OXFORD, Miss. – The Southern Center for Human Rights has awarded the Curtis Flowers defense team, which includes the George C. Cochran Innocence Project at the University of Mississippi, the 2020 Frederick Douglass Human Rights Award.
Flowers was tried six times for the 1996 murder of four people in a furniture store in Winona. Finally, more than 23 years after his arrest, subsequent conviction and death sentence, the charges against Flowers were dismissed.
Each of the convictions and death sentences in the first three trials was overturned by the Mississippi Supreme Court for prosecutorial misconduct, including racial discrimination by the prosecutor in jury selection in the third trial. The fourth and fifth trials ended in hung juries. The conviction and death sentence in the sixth trial also were overturned, this time by the U.S. Supreme Court in June 2019.
Flowers was released from prison in December 2019 while awaiting a seventh trial. On Sept. 4, the state of Mississippi dismissed all charges against him.
Tucker Carrington, associate dean for clinical programs at the Ole Miss School of Law and director of the Innocence Project, has been part of Flowers’ defense team since the post-conviction phase in 2015.
“Mr. Flowers’ persecution was shameful but, in the end, not without a silver lining,” Carrington said. “His name is now on a U.S. Supreme Court case, and that stands for something.
“That something is fortitude, and strength, and courage and ultimately, it stands for the right and decent thing: the rule of law.”
The case garnered national attention as evidence of Flowers’s innocence emerged in recent years, brought to light by the legal team that includes Hogan Lovells law firm, the Innocence Project and the Cornell Law School Capital Punishment Clinic. The case also was the subject of the award-winning, investigative reporting podcast series “In the Dark” by American Public Media.

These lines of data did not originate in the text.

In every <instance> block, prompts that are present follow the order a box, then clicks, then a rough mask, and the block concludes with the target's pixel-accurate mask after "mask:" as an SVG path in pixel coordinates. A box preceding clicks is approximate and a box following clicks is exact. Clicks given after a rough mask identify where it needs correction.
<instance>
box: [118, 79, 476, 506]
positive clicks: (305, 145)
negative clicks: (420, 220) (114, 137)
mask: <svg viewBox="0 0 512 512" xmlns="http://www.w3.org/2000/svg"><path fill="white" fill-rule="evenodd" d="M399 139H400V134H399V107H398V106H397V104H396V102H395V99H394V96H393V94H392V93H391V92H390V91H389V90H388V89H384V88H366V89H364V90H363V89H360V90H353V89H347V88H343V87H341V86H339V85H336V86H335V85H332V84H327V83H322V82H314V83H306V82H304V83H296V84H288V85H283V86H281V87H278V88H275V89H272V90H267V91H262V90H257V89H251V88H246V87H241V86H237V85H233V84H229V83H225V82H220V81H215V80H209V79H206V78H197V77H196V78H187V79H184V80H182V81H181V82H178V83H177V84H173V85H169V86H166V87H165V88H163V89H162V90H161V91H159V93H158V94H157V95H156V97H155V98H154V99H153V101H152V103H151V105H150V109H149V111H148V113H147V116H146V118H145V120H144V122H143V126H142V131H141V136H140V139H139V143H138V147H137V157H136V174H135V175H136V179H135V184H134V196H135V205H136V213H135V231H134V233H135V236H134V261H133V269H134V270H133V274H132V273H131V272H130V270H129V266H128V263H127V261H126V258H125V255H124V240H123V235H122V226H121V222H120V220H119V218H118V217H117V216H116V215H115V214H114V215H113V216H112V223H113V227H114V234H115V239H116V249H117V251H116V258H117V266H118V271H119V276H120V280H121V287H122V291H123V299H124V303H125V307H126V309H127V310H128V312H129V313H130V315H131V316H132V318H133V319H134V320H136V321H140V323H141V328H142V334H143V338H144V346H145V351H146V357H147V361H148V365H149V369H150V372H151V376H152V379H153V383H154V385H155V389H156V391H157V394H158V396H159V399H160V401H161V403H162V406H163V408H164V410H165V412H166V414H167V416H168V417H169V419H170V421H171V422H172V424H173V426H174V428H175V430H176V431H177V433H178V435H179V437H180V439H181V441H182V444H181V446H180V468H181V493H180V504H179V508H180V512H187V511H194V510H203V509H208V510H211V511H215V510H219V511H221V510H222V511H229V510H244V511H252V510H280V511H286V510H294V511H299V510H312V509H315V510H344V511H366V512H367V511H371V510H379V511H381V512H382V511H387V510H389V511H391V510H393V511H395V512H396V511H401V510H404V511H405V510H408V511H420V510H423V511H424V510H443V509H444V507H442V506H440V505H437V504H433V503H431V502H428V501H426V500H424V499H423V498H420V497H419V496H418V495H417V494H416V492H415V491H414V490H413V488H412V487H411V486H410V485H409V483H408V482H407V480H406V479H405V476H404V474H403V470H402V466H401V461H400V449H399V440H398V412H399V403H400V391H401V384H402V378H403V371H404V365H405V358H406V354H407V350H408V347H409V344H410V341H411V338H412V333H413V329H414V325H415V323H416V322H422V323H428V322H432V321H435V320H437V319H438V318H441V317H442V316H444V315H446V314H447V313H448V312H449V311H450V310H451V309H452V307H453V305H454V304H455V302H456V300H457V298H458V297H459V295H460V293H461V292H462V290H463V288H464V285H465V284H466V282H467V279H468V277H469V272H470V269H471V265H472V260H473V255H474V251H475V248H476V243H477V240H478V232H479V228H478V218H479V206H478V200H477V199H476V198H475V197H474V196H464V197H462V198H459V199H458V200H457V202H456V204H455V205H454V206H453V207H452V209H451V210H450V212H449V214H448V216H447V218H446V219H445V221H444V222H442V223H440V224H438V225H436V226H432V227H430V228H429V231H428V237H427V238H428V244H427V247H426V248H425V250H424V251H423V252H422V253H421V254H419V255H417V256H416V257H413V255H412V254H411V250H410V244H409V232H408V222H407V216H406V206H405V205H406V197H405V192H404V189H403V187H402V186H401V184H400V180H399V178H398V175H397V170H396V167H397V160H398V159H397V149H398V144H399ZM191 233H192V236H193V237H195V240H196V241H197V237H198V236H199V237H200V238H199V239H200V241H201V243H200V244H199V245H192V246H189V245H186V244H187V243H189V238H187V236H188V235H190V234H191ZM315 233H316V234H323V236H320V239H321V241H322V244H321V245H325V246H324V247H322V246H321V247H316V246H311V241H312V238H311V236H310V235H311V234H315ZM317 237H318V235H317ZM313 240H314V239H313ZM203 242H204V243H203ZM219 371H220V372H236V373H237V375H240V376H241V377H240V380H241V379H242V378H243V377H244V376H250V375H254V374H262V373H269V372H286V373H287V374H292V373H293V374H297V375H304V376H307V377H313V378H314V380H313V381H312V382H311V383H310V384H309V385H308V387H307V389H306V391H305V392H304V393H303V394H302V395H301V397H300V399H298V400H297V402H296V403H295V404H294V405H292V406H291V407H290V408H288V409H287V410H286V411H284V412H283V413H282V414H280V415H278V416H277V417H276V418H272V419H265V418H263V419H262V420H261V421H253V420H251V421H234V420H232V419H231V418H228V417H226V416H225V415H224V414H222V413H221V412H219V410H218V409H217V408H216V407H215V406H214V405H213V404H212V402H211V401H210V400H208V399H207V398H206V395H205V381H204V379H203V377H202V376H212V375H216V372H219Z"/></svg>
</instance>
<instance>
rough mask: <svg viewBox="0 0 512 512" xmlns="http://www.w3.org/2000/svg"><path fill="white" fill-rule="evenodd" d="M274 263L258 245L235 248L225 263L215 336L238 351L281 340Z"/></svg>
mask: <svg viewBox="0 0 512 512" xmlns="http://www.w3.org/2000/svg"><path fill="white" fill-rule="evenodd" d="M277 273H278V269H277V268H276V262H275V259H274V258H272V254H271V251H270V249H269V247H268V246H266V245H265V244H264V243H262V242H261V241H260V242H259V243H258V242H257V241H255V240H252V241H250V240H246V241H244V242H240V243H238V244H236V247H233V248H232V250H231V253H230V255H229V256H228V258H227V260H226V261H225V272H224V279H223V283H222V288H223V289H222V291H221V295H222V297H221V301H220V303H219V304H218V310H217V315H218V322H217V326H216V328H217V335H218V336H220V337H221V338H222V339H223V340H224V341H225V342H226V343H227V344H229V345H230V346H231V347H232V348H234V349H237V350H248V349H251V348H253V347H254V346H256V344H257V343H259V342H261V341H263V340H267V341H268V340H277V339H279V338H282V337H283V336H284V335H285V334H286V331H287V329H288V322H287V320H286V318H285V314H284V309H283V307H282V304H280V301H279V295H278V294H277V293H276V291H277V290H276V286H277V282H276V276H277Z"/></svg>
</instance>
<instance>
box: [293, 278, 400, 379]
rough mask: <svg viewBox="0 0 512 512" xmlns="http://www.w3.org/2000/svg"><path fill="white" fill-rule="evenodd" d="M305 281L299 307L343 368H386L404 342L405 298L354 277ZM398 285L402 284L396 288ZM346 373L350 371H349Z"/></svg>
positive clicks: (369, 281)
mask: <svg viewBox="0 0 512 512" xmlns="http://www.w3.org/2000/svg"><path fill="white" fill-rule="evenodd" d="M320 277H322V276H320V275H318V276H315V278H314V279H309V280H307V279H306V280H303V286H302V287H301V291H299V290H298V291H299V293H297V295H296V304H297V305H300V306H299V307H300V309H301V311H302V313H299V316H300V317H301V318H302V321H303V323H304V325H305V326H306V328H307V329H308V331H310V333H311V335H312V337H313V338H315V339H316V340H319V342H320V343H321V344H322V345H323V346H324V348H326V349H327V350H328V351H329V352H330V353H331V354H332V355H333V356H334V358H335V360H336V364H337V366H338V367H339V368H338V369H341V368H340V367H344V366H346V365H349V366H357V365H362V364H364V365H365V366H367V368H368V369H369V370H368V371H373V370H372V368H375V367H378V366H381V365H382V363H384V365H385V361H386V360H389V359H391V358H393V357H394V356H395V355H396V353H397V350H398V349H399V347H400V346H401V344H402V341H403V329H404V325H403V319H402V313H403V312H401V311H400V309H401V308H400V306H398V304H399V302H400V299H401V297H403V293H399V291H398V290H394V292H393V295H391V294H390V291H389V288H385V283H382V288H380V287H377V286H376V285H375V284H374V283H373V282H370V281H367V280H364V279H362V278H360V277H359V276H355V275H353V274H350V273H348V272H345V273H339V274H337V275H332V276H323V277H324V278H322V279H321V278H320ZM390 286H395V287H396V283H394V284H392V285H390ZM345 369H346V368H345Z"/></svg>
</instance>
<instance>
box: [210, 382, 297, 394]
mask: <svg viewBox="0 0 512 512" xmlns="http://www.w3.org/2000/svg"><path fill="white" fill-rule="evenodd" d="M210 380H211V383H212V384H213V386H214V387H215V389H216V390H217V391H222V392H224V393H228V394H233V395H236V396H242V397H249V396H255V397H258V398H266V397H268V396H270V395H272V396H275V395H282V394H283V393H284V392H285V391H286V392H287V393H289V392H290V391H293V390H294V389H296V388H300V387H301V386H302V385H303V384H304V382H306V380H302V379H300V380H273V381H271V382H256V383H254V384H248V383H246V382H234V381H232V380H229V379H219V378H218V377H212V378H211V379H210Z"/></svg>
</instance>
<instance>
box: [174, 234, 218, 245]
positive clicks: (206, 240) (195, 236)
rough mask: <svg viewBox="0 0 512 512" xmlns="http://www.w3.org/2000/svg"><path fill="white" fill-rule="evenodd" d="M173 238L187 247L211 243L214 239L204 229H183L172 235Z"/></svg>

The Frederick Douglass Human Rights Award recognizes and celebrates individuals and organizations that have made significant contributions to the enhancement of human rights in the justice system, said Sara Tonochi, SCHR executive director.
“With this award, SCHR honors their bold advocacy, unshakable commitment to speaking truth to power and the palpable compassion that they express for those whom society would discard,” Tonochi said. “This award recognizes the awe-inspiring and instructive way the team combined its immense talents for a multipronged approach to save Mr. Flowers’s life and expose the rampant injustice in his case.
“As did the great Frederick Douglass, this extraordinary team strives to protect and promote human rights and ‘agitate, agitate, agitate’ on behalf of the disenfranchised and oppressed, and we are proud to pay tribute to their remarkable work.”
Previous honorees include U.S. Rep. John Lewis, the Rev. Joseph E. Lowery and Bryan Stevenson, executive director of the Equal Justice Initiative and author of “Just Mercy: A Story of Justice and Redemption” (Scribe Publications, 2015), which was the 2017 Common Reading selection at UM.
The award was presented virtually at the 24th Annual Frederick Douglass Awards ceremony, which featured remarks from members of the defense team and from Flowers.
“I had some dark days – the day I was arrested and the days I was convicted for a crime I did not commit,” Flowers said in a video message. “But there have been some bright days, too.
“I will never forget the day the judge granted bail and I walked out of jail. I will never forget the day, some months later, when my lawyers told me and my family that the charges had been dropped, and I was truly a free man again.”
Flowers also had a message for those who are fighting for justice and for the lawyers fighting for them: keep the faith and keep fighting.
“It may be a long one, but there is hope in justice,” Flowers said.